吸っていたタバコを消して多串君はこちらを見てきた。


「…テメーら総悟にいろいろ吹きこまれたそうだが、アレ全部忘れてくれ」


やっぱその話か。


「んだ、オイ。都合のいい話だな」
『その感じじゃ、アンタもあそこで何が行われてるのか知ってんじゃないの?』
「大層な役人さんだよ。目の前で犯罪が起きてるってのにしらんぷりたァ」
「いずれ真選組(ウチ)が潰すさ」


ピンッと銀ちゃんはマヨネーズカツ丼に鼻くそを飛ばした。


「だがまだ早ェ。腐った実は時が経てば自ら地に落ちるもんだ…てゆーかオメー土方スペシャルに鼻クソ入れたろ。謝れコノヤロー」


食べ物粗末にした奴が言うか。


「大体テメーら小物が数人はむかったところでどうこうなる連中じゃねェ。下手すりゃウチも潰されかねねーんだよ」


マヨネーズカツ丼にガッツく多串君を見て気分が悪い。よく食えるなそんなもの。


「土方さん、アンタひょっとしてもう全部つかんで…」
「…近藤さんには言うなよ。
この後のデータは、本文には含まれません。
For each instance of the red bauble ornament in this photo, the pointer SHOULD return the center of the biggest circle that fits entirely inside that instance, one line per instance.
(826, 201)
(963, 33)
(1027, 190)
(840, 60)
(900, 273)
あの人に知れたらなりふり構わず無茶しかねねェ。天導衆って奴ら知ってるか?」


知ってるような知らないような。


「将軍を傀儡にし、この国をテメー勝手に作り変えてるこの国の実権を事実上にぎってる連中だ…あの趣味の悪い闘技場は…その天導衆の遊び場なんだよ」
「姉ちゃん、チョコレートパフェおかわり!」
『私も本日のケーキ盛り合わせ追加!』
「お前ら話聞いてんのか!!つーかどんだけ食う気なんだよ!?」


夢中に食べていた私と銀ちゃんの周りにはパフェのグラスや皿が積み上げられていた。やっぱ奢りだといくらでもイケるね。